Was du jetzt konkret tun kannst
- Kalendereintrag: “Zählerstände melden” für den 28.–30. Oktober setzen
- Zähler fotografieren und Bilder sinnvoll benennen (z. B. 2025-10-29_einspeisezaehler.jpg)
- Steuerstatus, IBAN und Ansprechpartner im Portal prüfen
- Änderungen dokumentieren: Speicher, Erweiterung, neuer Zähler
- Digitale oder analoge Sammelmappe: Vertrag, Zählerstände, Abschläge, Steuerbescheide gesammelt ablegen
Extra-Tipp für den Herbst: Einspeiseform wählen
Du schwankst zwischen Teil- und Volleinspeisung?
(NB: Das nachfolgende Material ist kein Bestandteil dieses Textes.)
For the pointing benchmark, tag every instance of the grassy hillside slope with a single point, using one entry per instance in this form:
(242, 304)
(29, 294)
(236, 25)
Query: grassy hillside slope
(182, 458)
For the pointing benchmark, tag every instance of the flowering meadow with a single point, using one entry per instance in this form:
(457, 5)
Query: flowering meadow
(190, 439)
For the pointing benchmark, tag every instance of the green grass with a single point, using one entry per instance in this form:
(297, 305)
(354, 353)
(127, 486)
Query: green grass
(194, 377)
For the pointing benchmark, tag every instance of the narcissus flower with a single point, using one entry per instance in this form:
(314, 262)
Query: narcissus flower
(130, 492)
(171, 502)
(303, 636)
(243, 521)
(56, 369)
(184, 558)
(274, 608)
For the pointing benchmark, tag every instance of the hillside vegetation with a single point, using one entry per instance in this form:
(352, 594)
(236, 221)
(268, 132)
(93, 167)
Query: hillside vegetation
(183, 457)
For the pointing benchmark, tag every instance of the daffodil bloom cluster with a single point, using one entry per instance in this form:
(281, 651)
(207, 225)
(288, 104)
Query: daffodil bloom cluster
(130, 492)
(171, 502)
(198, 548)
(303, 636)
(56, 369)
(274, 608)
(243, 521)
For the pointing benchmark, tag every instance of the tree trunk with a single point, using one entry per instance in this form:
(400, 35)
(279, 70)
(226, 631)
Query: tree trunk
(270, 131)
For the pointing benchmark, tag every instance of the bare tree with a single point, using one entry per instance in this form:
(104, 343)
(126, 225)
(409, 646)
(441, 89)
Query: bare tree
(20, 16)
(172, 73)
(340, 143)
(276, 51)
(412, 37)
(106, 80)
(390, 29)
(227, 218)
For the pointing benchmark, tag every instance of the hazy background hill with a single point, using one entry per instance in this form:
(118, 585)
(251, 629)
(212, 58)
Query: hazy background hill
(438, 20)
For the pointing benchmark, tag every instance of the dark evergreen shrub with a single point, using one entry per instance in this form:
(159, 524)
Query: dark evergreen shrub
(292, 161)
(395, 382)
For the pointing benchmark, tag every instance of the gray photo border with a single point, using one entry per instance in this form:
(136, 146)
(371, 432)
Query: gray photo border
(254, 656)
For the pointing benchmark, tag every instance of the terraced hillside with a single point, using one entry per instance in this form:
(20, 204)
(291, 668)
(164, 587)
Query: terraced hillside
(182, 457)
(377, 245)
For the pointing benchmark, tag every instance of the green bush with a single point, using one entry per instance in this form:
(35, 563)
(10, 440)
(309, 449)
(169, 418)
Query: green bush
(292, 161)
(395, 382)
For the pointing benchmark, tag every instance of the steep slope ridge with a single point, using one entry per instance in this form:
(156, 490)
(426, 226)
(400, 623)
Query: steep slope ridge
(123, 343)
Dann hilft eine einfache Simulation: Nimm deine Produktion laut Wechselrichter, zieh den typischen Haushaltsverbrauch ab – der Rest zeigt, wie viel du ins Netz schickst. Daraus ergibt sich, welche Variante für dich wirtschaftlicher ist.
Wenn du mit einem Speicherplan spielst, analysiere auch, ob du mit intelligenten Tarifen und Smart Meter zu besseren Zeiten Strom kaufen oder einspeisen kannst. Solche Strategien bringen häufig mehr, als man denkt – solange du alle Daten sauber führst.
Kurzum: Wer seine PV-Anlage aktiv managt, spart nicht nur Geld, sondern auch Nerven. Und das ist vor dem Winter sicher nicht verkehrt.